I think Gael makes a very strong argument, but I think the error should be
as explicit and informative as possible (for new users).

On Fri, May 1, 2015 at 7:58 PM, Gael Varoquaux <
gael.varoqu...@normalesup.org> wrote:

> I strongly advice raising an error. Very very very strongly.
>
> Being lax about ambiguous inputs makes prototyping and interactive usage
> easier: less typing, and the systems gets it right most of the time.
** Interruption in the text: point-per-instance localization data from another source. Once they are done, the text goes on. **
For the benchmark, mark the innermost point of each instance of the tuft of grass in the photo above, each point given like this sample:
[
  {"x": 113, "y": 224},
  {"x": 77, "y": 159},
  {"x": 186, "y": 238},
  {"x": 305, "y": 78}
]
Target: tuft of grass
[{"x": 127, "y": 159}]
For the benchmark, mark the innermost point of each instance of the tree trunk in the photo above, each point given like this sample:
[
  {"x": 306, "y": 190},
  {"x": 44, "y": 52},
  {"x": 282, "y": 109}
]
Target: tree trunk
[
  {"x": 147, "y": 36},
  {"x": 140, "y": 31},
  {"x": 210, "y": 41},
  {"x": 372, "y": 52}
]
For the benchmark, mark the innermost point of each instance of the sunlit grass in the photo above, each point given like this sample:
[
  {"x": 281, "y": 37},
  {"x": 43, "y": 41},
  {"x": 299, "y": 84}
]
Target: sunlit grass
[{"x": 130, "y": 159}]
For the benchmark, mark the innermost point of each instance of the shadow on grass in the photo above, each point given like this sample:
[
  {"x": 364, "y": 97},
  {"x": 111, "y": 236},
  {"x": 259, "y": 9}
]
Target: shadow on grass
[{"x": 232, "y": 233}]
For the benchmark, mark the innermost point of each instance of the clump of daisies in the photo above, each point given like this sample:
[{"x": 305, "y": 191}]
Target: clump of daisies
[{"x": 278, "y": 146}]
> However, it makes production use and debugging complex code much harder.
> Indeed, errors, that might not be related to a simple user error but
> might be generated by a complex framework, do not lead to exceptions, but
> to problems down the line.
>
> We are not R. We require a bit more of typing, we don't have as many
> shortcuts and magic syntax. But we can be used in production, on big
> datasets. We can be used by people like Airbus to monitor failures of
> part in planes [*], or by many others.
>
> Yes beginners want things to 'just work', but in the long run, they are
> thankful for a well-thought and strict specification.
>
> Gaƫl
>
>
> [*]
>
> http://www.pyvideo.org/video/3519/scikit-learn-for-predictive-maintenance-at-airbus
>
> On Fri, May 01, 2015 at 06:51:00PM +0100, Luca Puggini wrote:
> > I vote for 3.
>
> > On Fri, May 1, 2015 at 6:27 PM, Andreas Mueller <t3k...@gmail.com>
> wrote:
>
> >     Hi all.
> >     A quick questions on future API.
> >     What should happen if a user passes an X with shape (N,), in other
> words
> >     X.ndim == 1?
>
> >     This is unfortunately not really consistent in scikit-learn right
> now.
> >     Three things are possible:
> >     1) Raise an error
> >     2) N = n_features, that is X contains a single sample
> >     3) N = n_samples, that is X has a single feature
>
> >     I would think it should be N=n_samples. Gael thinks (iirc) we should
> raise
> >     an error.
> >     In the code, we currently take N=n_features in predict,
> decision_function,
> >     predict_proba and transform, basically everywhere.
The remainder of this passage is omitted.